Concerns about rights and interests are important for any data involving people - and a large amount the data both indigenous and non-indigenous we are using will require access control that ensures that data sharing is appropriate.
In this example demo we uploaded various collections and are authorising with Github organisations
In a our production release we will use AAF to authorise different groups
Let's find a dataset: The Sydney Speaks Corpus
As you can see we cannot see any data
Lets login… We authorise Github…
Now you can see we have access sub corpus data and I am just opening a couple of items
—
Now in Github we can see the group management example.
I have given access to all the licences to myself, as you can see here and given access to licence A to others.
This diagram is a sketch of the interaction that took place in the demo - it shows how a repository can delegate authorization to an external system - in this case Github rather than CILogon. But we are working with the ARDC to set up a trial with the Australian Access Federation to allow CILogon access for the HASS Research Data Commons so we can pilot group-based access control.
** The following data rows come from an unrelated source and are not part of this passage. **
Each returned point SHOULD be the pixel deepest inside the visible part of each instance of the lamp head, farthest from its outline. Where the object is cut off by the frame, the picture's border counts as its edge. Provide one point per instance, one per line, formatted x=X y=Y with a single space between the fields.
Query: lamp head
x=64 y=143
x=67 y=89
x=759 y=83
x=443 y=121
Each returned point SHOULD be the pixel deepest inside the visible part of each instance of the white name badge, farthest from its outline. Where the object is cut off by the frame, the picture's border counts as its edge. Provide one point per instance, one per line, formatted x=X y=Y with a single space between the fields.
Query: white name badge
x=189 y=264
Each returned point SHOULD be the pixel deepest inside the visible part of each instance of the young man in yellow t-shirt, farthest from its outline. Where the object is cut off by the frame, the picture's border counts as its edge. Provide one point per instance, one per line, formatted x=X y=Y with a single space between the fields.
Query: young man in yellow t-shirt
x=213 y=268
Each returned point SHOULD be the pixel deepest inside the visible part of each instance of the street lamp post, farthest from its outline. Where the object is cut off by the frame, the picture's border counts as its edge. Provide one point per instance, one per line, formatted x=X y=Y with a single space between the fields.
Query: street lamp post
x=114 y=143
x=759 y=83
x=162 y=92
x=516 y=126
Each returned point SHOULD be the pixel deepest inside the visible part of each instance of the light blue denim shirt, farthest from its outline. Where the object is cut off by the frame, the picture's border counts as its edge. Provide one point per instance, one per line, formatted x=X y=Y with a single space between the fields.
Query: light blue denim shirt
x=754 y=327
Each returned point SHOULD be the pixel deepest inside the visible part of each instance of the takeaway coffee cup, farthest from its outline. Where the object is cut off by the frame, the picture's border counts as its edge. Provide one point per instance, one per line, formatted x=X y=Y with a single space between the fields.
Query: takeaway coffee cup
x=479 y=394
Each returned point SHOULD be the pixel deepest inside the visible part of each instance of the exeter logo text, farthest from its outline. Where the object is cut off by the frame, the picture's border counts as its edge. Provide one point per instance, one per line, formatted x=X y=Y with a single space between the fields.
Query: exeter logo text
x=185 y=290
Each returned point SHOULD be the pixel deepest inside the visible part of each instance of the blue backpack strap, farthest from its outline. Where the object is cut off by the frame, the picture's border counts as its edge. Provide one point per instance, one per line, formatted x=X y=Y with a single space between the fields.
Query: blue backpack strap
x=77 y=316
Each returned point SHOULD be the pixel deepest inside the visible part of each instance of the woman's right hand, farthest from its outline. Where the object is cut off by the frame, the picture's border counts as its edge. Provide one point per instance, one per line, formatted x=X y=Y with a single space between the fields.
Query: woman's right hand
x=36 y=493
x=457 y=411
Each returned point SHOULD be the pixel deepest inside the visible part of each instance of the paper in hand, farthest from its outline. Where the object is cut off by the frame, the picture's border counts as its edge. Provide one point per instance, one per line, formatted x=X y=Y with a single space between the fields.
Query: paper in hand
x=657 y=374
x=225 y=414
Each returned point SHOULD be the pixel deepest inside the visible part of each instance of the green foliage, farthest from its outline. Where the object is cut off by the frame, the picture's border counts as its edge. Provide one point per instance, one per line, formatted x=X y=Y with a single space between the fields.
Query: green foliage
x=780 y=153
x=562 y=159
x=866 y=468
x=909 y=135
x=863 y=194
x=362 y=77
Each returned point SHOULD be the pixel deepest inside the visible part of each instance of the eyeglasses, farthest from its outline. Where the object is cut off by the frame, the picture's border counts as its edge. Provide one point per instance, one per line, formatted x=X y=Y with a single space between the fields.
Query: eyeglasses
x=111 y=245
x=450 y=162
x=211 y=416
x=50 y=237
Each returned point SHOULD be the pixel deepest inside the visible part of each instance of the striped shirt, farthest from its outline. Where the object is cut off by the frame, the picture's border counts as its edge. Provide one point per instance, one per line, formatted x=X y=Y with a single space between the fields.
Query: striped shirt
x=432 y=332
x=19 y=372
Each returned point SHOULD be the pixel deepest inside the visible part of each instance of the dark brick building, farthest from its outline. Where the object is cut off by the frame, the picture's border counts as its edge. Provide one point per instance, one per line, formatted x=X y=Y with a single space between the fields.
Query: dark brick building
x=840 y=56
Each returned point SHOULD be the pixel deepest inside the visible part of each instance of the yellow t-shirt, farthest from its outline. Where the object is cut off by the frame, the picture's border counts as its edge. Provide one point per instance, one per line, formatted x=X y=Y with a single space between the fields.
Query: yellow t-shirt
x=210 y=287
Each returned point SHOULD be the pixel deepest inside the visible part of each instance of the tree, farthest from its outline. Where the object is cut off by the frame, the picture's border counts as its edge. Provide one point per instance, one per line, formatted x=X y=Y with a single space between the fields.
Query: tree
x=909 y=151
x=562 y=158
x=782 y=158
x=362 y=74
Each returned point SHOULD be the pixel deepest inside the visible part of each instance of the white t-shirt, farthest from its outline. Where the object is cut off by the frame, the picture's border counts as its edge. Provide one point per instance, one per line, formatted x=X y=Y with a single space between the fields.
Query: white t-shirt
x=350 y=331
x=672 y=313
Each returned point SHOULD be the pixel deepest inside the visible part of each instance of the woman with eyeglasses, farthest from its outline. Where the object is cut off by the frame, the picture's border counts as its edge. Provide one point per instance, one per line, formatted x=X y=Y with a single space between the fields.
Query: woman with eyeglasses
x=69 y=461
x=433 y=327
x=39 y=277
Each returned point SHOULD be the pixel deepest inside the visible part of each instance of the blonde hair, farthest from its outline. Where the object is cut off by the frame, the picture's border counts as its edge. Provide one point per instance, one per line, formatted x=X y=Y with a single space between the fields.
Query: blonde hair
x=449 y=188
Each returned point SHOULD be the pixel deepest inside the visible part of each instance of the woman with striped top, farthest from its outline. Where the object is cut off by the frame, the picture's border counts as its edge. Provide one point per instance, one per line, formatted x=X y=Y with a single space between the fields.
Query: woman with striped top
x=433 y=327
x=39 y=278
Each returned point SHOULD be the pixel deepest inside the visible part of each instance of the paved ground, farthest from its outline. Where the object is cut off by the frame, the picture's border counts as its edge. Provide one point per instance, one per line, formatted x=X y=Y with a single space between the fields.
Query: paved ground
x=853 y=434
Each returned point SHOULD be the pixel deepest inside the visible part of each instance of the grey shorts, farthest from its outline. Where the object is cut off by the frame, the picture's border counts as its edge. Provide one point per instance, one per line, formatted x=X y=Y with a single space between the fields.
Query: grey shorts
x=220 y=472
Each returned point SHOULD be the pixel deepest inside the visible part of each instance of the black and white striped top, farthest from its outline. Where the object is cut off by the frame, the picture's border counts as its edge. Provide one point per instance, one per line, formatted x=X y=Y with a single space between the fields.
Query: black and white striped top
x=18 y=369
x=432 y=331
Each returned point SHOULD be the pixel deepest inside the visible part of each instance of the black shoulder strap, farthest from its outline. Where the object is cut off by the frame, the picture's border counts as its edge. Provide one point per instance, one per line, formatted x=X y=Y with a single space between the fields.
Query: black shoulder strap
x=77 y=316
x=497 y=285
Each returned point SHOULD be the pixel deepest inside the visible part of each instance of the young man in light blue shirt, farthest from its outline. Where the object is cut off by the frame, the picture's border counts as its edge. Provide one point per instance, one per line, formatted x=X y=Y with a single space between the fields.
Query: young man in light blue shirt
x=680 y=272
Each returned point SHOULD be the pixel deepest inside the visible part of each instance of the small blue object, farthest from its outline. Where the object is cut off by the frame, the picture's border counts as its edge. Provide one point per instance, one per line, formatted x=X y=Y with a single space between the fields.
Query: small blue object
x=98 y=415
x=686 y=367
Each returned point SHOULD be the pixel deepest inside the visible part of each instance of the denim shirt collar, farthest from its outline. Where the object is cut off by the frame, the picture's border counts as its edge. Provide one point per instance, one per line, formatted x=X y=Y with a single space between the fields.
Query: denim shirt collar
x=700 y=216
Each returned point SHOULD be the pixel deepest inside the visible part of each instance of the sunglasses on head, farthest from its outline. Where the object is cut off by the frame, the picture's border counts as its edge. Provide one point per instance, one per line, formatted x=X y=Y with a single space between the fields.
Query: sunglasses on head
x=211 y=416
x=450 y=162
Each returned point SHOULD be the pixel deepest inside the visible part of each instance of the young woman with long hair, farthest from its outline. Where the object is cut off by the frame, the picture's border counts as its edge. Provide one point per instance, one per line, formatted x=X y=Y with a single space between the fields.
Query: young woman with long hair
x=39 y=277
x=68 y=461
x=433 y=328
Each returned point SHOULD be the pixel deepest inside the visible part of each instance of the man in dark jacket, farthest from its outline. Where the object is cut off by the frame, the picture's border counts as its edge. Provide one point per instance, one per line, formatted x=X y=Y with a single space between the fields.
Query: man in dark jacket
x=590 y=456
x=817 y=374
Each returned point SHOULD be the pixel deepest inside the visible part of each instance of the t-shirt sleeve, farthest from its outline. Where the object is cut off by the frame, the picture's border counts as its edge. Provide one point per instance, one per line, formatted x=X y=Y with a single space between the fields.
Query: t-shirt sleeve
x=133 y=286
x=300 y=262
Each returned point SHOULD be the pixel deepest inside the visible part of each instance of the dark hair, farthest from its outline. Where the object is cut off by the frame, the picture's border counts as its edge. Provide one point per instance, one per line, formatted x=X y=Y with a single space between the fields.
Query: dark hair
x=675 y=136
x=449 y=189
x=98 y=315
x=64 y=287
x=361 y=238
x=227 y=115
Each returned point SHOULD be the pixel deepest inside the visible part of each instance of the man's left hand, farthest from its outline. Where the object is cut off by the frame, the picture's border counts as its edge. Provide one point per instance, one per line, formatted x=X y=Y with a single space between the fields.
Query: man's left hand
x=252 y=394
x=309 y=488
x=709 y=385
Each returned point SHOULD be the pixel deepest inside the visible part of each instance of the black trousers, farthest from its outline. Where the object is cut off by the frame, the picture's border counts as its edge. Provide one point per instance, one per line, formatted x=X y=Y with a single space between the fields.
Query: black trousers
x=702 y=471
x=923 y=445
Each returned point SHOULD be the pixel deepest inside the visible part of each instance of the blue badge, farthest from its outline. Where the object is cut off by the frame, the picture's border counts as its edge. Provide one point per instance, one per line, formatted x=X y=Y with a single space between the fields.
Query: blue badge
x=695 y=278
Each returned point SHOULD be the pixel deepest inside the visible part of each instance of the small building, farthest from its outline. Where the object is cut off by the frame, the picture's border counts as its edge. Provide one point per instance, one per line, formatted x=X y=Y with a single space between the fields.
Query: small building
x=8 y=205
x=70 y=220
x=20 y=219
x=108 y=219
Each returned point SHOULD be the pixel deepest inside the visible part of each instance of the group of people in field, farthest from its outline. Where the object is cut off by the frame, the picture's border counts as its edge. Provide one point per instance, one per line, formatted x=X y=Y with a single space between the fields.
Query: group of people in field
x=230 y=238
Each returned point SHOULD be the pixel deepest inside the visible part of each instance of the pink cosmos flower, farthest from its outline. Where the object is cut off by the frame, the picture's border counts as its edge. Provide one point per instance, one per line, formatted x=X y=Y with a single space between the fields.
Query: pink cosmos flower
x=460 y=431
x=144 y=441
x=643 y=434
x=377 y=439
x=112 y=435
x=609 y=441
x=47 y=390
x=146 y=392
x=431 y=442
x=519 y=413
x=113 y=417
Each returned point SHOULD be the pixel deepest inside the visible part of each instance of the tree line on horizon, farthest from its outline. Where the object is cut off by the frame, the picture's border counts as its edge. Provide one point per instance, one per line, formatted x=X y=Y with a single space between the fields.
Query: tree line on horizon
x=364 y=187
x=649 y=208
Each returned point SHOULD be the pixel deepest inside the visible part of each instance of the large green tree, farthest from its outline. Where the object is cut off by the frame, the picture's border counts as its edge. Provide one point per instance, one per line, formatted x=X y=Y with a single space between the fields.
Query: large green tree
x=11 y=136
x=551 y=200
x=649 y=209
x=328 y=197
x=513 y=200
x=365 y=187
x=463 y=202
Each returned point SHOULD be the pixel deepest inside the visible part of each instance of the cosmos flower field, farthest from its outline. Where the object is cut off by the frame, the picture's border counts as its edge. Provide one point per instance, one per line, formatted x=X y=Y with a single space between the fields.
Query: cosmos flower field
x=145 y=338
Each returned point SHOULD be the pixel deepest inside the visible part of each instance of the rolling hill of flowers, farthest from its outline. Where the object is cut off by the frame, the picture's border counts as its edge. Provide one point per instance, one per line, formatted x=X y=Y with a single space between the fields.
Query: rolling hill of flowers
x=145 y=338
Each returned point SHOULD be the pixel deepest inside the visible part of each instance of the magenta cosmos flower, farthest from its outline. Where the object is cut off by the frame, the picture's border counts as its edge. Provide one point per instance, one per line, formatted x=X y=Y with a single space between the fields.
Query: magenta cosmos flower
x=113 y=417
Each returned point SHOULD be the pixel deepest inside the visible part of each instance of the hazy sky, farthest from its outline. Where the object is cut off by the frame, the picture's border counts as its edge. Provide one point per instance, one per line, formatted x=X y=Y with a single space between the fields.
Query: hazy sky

NOTE: This diagram has been updated slightly from the version presented at the conference to make it clear that the lookup to find the licence for the data set is internal to the repository - the id is a DOI but it is not being resolved over the web.
In this presentation, about work which is still very much under construction, we have:
- Shown an overview of a complete Data Commons Architecture
- Previewed a distributed access-control mechanism which will separates out the the job of storing and delivering data from that of authorising access
- We'll be back next year with more about how analytics and data repositories connect using structure and linked data.